SUPERMAN CONTRE LES FEMMES VAMPIRES de 1962 est le premier film du catcheur mexicain Santo à atteindre les cinémas français, en 1966. Il reste une des œuvres les plus appréciées du personnage à travers le monde et il reflète bien l'explosion mondiale du fantastique gothique du début des années soixante, suite à la renaissance Hammerienne du genre.

Les distributeurs français jugent le nom de Santo peu porteur dans notre pays : il le rebaptise Superman, sans se soucier des ayants droit du célèbre super-héros nord-américain. Sur la quarantaine de films dans lequel Santo a tourné, seul cinq seront distribués au cinéma en France, dont quatre recoupent les univers du fantastique : outre SUPERMAN CONTRE LES FEMMES VAMPIRES, nous avons ainsi SUPERMAN CONTRE L'INVASION DES MARTIENS, SANTO ET LE TRESOR DE DRACULA, puis MAGIE NOIRE À HAITI.
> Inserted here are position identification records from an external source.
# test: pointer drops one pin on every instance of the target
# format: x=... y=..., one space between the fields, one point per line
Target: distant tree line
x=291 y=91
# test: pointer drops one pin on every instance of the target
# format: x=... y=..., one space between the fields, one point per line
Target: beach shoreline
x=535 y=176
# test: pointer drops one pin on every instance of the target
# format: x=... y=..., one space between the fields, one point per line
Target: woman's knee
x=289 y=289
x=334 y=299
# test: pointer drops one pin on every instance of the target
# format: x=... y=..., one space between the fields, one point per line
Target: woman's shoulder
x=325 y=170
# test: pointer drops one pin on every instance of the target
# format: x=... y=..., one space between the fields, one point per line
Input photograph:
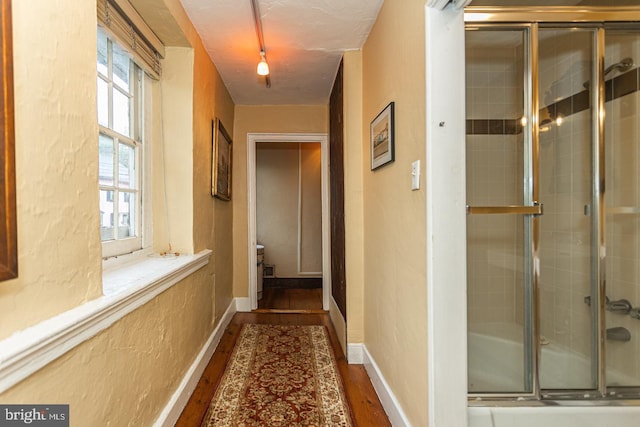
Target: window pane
x=126 y=215
x=103 y=103
x=102 y=53
x=121 y=116
x=106 y=215
x=105 y=160
x=121 y=68
x=126 y=166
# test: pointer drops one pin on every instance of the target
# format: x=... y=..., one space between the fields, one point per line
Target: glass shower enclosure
x=553 y=224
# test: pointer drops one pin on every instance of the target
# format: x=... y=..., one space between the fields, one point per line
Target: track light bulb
x=263 y=67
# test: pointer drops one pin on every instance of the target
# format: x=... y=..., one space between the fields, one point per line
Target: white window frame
x=140 y=118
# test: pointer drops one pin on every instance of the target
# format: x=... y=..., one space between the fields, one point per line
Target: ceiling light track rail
x=263 y=66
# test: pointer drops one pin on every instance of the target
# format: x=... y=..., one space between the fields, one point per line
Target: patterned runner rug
x=280 y=375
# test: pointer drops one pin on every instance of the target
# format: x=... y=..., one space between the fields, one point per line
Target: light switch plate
x=415 y=175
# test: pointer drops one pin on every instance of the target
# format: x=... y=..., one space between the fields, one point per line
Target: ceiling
x=304 y=42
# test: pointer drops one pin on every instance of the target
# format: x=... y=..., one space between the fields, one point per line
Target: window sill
x=129 y=283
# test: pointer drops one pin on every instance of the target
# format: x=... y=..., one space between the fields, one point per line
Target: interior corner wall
x=395 y=296
x=354 y=166
x=112 y=378
x=261 y=119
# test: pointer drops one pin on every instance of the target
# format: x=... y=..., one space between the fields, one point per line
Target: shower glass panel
x=496 y=164
x=568 y=355
x=622 y=201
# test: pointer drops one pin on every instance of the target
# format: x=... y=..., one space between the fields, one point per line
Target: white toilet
x=260 y=253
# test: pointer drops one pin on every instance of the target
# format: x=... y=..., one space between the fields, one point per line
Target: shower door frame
x=596 y=19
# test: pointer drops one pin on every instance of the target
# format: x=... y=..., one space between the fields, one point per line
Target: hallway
x=363 y=401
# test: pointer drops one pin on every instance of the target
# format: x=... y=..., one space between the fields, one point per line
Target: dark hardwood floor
x=365 y=405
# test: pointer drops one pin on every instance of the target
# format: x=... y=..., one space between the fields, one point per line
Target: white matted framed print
x=382 y=138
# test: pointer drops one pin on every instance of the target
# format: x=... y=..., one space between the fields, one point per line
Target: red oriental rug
x=280 y=375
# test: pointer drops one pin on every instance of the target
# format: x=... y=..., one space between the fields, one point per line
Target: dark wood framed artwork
x=221 y=162
x=8 y=236
x=383 y=137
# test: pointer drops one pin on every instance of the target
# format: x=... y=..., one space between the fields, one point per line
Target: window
x=120 y=143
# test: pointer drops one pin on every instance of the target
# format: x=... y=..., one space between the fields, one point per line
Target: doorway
x=253 y=140
x=289 y=225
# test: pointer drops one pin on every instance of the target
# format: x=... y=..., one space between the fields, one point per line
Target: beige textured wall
x=289 y=206
x=114 y=377
x=262 y=119
x=394 y=216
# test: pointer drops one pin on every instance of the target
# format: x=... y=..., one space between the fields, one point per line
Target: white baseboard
x=180 y=397
x=355 y=354
x=389 y=402
x=339 y=324
x=243 y=304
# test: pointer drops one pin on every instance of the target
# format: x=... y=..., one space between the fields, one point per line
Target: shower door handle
x=536 y=209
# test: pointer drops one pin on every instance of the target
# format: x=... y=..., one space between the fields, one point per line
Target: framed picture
x=221 y=162
x=382 y=138
x=8 y=222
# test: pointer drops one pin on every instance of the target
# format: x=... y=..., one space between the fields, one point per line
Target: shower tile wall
x=622 y=138
x=494 y=177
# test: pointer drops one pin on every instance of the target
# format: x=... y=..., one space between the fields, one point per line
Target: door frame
x=252 y=140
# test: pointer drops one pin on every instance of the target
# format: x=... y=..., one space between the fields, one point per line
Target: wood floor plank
x=364 y=403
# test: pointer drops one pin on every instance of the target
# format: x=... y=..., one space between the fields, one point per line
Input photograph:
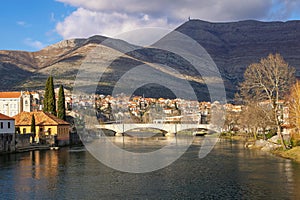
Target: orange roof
x=41 y=119
x=10 y=94
x=5 y=117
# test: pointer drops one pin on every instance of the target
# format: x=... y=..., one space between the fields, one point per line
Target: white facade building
x=7 y=124
x=12 y=103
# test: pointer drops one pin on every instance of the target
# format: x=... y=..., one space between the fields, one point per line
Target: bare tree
x=269 y=80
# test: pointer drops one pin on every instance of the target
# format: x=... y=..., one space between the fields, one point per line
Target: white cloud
x=37 y=45
x=110 y=17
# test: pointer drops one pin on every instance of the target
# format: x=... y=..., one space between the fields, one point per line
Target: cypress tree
x=45 y=102
x=61 y=108
x=32 y=128
x=51 y=97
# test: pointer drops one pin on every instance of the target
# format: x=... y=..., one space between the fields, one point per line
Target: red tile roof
x=41 y=119
x=10 y=94
x=5 y=117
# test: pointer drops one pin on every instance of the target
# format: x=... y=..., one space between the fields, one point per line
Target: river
x=228 y=172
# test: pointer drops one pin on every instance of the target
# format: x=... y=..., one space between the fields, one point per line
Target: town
x=19 y=108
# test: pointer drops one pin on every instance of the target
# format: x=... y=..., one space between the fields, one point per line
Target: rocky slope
x=233 y=46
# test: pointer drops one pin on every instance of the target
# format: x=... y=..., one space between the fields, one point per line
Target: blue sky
x=33 y=24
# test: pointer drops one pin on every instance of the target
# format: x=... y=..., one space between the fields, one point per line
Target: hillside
x=233 y=46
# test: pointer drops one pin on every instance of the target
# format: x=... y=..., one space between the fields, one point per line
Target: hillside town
x=17 y=109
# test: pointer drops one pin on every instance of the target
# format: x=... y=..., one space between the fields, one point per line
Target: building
x=7 y=133
x=12 y=103
x=49 y=129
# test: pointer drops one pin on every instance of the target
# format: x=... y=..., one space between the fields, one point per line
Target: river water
x=228 y=172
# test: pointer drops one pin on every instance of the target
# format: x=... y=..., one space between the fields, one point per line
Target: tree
x=294 y=107
x=269 y=80
x=61 y=108
x=32 y=127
Rodolfo Guzman Huerta (le vrai nom de Santo) commence sa carrière de catcheur professionnel en 1934, à 16 ans. Il ne fait alors que les méchants du Ring. Au cours des années cinquante, une bande dessinée/roman-photo le met en scène et achève d'asseoir sa popularité. A la même époque, le cinéma fantastique mexicain commence à s'épanouir.

Le film EL ENMASCARADO DE PLATA, sorti en 1954, est conçu sur mesure pour Santo, mais il refuse d'y participer. Il ne croit pas que le public du catch a envie de voir ses vedettes sur grand écran. Le rôle est donc tenu par El Medico Asesino et le film ne rencontre pas le succès espéré.

Santo se ravise ensuite et tourne à la fin des années cinquante dans deux productions mexicano-cubaines où il tient des rôles mineurs. Le cinéma fantastique mexicain a alors atteint sa vitesse de croisière, qu'il maintient jusqu'au milieu des années soixante-dix, d'une bonne dizaine de productions importantes par an.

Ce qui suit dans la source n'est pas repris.